Undoubtedly, Hyperliquid has established itself as a leader in the DeFi area. It utilizes advanced order types, lightning-fast execution, and layer-1 infrastructure. It is gaining popularity because of its native token, which is HYPE, which powers governance, staking, and utility.
So, if you are looking to get ahead with developing your perpetual futures trading platform like Hyperliquid, look no further than Technoloader!
As a leading service provider in the field, they can help you build a platform like Hyperliquid to gain a competitive edge in the crypto space. Get in touch with us, and let’s get started on your project!
FAQs
What is a perpetual futures trading platform?
A perpetual futures trading platform allows users to trade derivatives contracts without expiry dates.

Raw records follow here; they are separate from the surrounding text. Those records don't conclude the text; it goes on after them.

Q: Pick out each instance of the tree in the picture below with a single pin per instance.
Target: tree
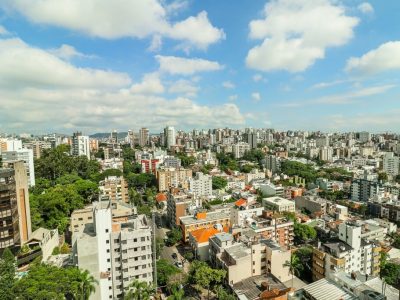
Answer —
(303, 232)
(139, 290)
(174, 236)
(204, 276)
(7, 275)
(87, 285)
(219, 183)
(294, 265)
(164, 271)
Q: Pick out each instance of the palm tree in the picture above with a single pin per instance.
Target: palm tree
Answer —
(87, 285)
(294, 265)
(139, 290)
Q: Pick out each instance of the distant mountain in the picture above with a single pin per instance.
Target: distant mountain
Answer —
(103, 135)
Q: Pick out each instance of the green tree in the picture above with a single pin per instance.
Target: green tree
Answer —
(294, 265)
(174, 236)
(139, 290)
(219, 183)
(7, 275)
(164, 271)
(303, 232)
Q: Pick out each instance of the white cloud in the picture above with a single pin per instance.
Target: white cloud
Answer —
(67, 52)
(233, 97)
(186, 66)
(291, 39)
(184, 87)
(21, 64)
(386, 57)
(256, 97)
(64, 97)
(196, 31)
(343, 98)
(150, 84)
(3, 31)
(365, 8)
(120, 18)
(258, 77)
(228, 85)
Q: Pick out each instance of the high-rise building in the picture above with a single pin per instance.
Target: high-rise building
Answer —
(143, 137)
(201, 184)
(170, 137)
(116, 248)
(25, 155)
(80, 145)
(391, 164)
(15, 217)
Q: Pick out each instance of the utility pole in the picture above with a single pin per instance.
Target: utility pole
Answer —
(154, 249)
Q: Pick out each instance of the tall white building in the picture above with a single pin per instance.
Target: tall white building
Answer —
(239, 149)
(391, 164)
(170, 136)
(26, 155)
(80, 145)
(201, 184)
(116, 249)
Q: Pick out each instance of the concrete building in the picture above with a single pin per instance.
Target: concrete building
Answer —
(239, 149)
(201, 220)
(391, 164)
(268, 189)
(80, 145)
(116, 249)
(115, 187)
(350, 253)
(143, 137)
(25, 155)
(171, 177)
(201, 184)
(313, 204)
(15, 214)
(279, 204)
(170, 138)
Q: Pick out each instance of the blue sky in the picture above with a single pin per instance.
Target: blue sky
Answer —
(97, 65)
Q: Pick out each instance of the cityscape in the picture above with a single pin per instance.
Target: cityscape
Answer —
(190, 150)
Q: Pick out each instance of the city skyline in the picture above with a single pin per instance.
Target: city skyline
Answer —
(186, 64)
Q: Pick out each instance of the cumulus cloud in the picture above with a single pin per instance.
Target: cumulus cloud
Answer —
(150, 84)
(291, 40)
(365, 8)
(184, 87)
(228, 85)
(256, 97)
(120, 18)
(186, 66)
(68, 52)
(64, 97)
(386, 57)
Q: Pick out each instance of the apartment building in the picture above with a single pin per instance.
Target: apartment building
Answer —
(349, 253)
(279, 204)
(15, 214)
(25, 155)
(80, 145)
(313, 204)
(203, 220)
(239, 149)
(391, 164)
(115, 187)
(179, 203)
(171, 177)
(201, 184)
(116, 249)
(249, 257)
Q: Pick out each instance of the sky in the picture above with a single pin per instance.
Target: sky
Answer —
(100, 65)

It offers leveraged trading on crypto assets, with funding rates used to keep contract prices close to spot prices.
How does Hyperliquid work?
Hyperliquid is a decentralized perpetual futures exchange that uses a high-performance order book model with gasless trading, fast execution, and deep liquidity. It operates off-chain while settling trades securely on-chain.
How can I build a perpetual futures exchange like Hyperliquid?
To build a platform like Hyperliquid, you will need:
- A fast matching engine
- Smart contracts for settlement
- Price oracles
- A responsive trading frontend
- Liquidity incentives or market maker integrations
What tech stack is used in perpetual futures platforms?
Most platforms use:
- Frontend: React/Next.js
- Backend: Node.js, Go, or Rust
- Smart Contracts: Solidity (EVM) or custom Layer-2
- Infrastructure: Order books, oracles (e.g. Pyth, Chainlink), ZK tech for scaling
Do I need a license to launch a crypto futures platform?
Yes! In most jurisdictions, you need to have a license. You should consult a legal expert familiar with crypto and financial regulations in your operating region.
How long does it take to build a perpetual futures platform?
It typically takes 4–12 months to build and launch. But it depends on team size, tech choices, and whether you use white-label solutions or build from scratch.